In short, a bracelet allows two configurations to be equivalent if one reflects to the other (like taking it off your wrist and flipping it around). So the number of bracelets will be at most the number of necklaces, all else being equal.

The number of necklaces with $n$ total beads, created from at most $k$ different types of beads, is

$$N_k(n)=\frac{1}{n}\sum_{d\mid n}\varphi(d)k^\frac{n}{d}$$

Where $\varphi$ is the Totient Function. See this article for an explanation of this formula.
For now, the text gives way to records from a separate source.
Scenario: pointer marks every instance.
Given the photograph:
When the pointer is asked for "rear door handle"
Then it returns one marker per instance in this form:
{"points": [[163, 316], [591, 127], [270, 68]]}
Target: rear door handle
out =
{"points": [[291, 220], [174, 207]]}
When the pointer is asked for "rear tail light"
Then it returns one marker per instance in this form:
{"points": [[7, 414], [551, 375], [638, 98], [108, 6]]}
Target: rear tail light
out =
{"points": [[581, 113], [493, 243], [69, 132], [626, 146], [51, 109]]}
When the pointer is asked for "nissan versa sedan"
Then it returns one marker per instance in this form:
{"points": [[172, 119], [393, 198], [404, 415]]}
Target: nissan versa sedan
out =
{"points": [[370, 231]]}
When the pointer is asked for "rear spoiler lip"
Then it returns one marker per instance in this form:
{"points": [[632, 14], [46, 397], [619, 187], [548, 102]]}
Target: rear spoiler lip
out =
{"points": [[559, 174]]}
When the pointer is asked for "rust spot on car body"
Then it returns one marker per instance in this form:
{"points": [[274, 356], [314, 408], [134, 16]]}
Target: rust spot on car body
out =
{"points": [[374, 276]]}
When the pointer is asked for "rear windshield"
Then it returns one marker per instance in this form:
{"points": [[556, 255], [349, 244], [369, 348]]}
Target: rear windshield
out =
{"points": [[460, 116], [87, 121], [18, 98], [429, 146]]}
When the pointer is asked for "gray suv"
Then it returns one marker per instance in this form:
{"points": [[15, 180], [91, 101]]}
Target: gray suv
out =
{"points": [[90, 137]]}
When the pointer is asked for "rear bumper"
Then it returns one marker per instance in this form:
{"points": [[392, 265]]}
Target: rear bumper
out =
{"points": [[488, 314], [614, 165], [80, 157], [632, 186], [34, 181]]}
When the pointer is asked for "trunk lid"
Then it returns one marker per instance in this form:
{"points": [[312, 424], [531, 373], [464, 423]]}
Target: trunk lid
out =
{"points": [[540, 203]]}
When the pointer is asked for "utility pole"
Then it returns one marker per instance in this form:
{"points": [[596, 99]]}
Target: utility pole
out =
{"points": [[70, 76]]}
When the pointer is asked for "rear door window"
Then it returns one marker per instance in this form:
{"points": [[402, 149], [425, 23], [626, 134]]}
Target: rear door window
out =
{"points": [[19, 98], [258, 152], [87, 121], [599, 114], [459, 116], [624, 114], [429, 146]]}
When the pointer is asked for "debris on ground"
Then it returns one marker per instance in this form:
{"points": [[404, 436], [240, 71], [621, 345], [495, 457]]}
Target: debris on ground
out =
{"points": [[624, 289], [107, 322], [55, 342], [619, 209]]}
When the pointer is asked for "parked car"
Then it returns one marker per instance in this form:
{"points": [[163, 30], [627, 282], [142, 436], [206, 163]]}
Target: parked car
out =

From this, we get the number of bracelets via

$$B_k(n) = \begin{cases} \tfrac12 N_k(n) + \tfrac14 (k+1)k^\frac{n}{2} & \text{if }n\text{ is even} \\[10px] \tfrac12 N_k(n) + \tfrac12 k^\frac{n+1}{2} & \text{if }n\text{ is odd} \end{cases}$$

Putting this all together, the number of necklaces with 6 beads total, using at most 6 unique beads is

$$ N_6(6) = \frac{1}{6}\left( 1 \cdot 6^6 + 1 \cdot 6^3 + 2 \cdot 6^2 + 2 \cdot 6^1\right) = 7826 $$

and the number of bracelets with 6 beads total, using at most 6 unique beads is

$$ B_6(6) = \frac{1}{2} N_6(6) + \frac{1}{4}(7)6^{3} = 4291 $$

It's hard to know where you went astray in your calculations; for one thing, in the $AAAAAA$ scenario there is only one unique necklace/bracelet. No matter which way you turn/rotate it, it always looks the same.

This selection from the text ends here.